I had this horrible feeling yesterday while I was out yesterday. I was just sitting with people and suddenly I felt like something was in my mouth. The immediate image was a giant eel. It was awful and I don’t know where it came from. I mean I was just sitting there minding my own business. It’s gotten worse and it feels like I want to throw up to get whatever it is out of throat. This shouldn’t be happening because I have no reason to feel this way. I thought I was going to freak yesterday because I had to sit there with regular people with this feeling in my throat. I wanted to jump up and run to the bathroom and throw up. To understand why throwing up is so significant to me, you have to understand that I have an actual phobia about throwing up, I’m terrified of it. I can name many things I’d rather have happen to me than to throw up but I can’t shake this feeling. It feels like something’s in my mouth and I don’t understand it. And it keeps feeling like it’s growing there, I don’t understand because there’s no reason for this. What’s wrong with me??? My mouth is all wrong and it won’t stop. I dissociated yesterday when the sensation hit and the image of the eel came and I kept dissociating when I came back because when I came back so did the image. It was very disconcerting because I don’t dissociate in front of people to the extent that I did yesterday. I dissociate to where I don’t know what people are saying and I have to pretend and hope I have the right response, but this was different. I felt like I was about to switch. I don’t know what’s wrong, and I’m clenching my jaw again. I started that a few months ago and I did it so much I couldn’t chew food, I had stopped and now I’m doing it again.

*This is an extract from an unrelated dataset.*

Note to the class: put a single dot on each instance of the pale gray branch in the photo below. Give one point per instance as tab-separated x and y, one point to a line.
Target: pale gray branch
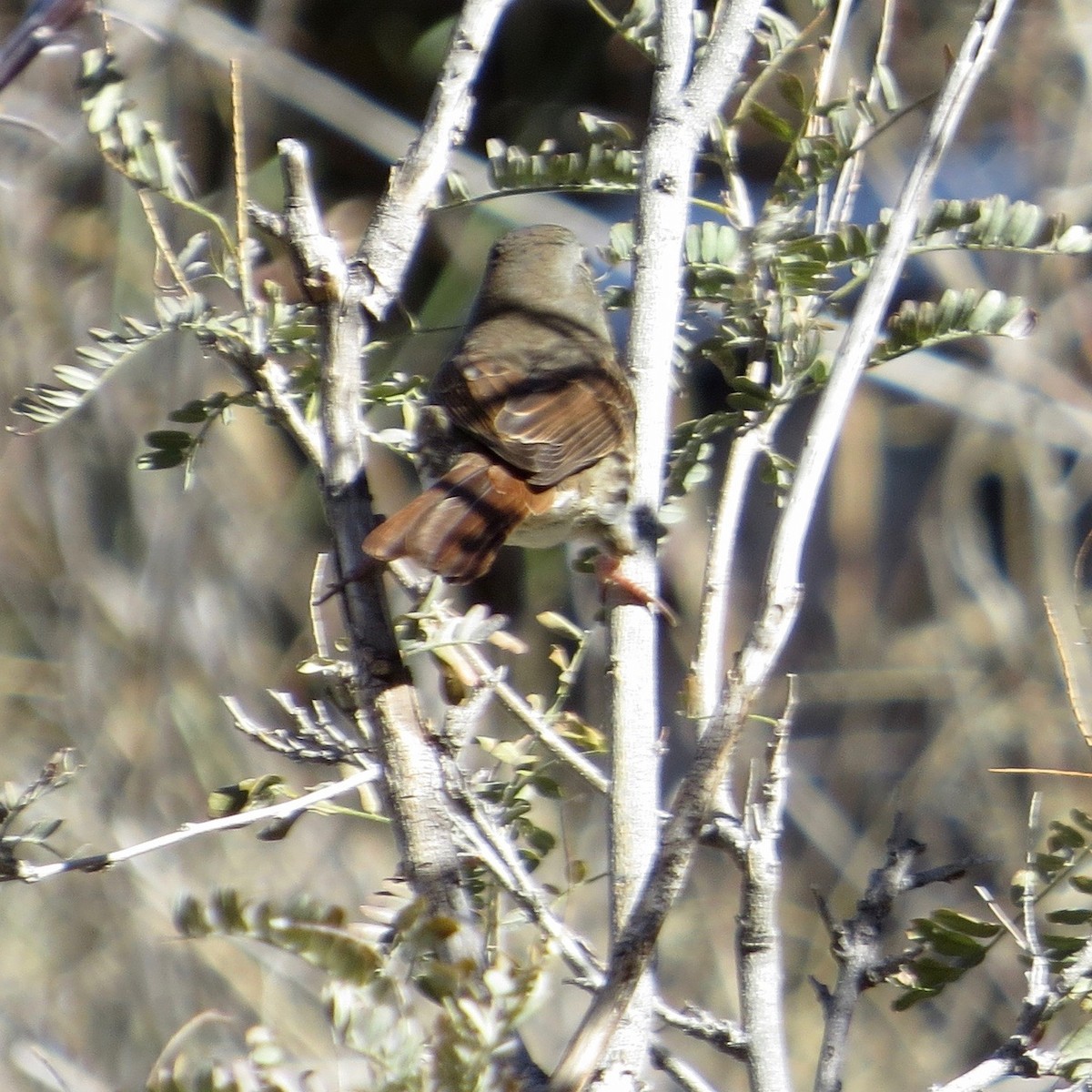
636	945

We’re having get-together tomorrow and I’m going to be surrounded by kids, including 3 little girls. They make me uncomfortable and scared at times. I don’t know what I’m going to do.
I felt an alter the other day that I’m not very familiar with. I haven’t told my therapist about him (?) or her (I can’t tell yet) but I know them when they come because they press their lips together until they disappear. Like pulling the around the teeth inside the mouth so the lips are sealed tight. It’s like they don’t speak and they can’t open their mouth. The lips are clenched so tight it hurts.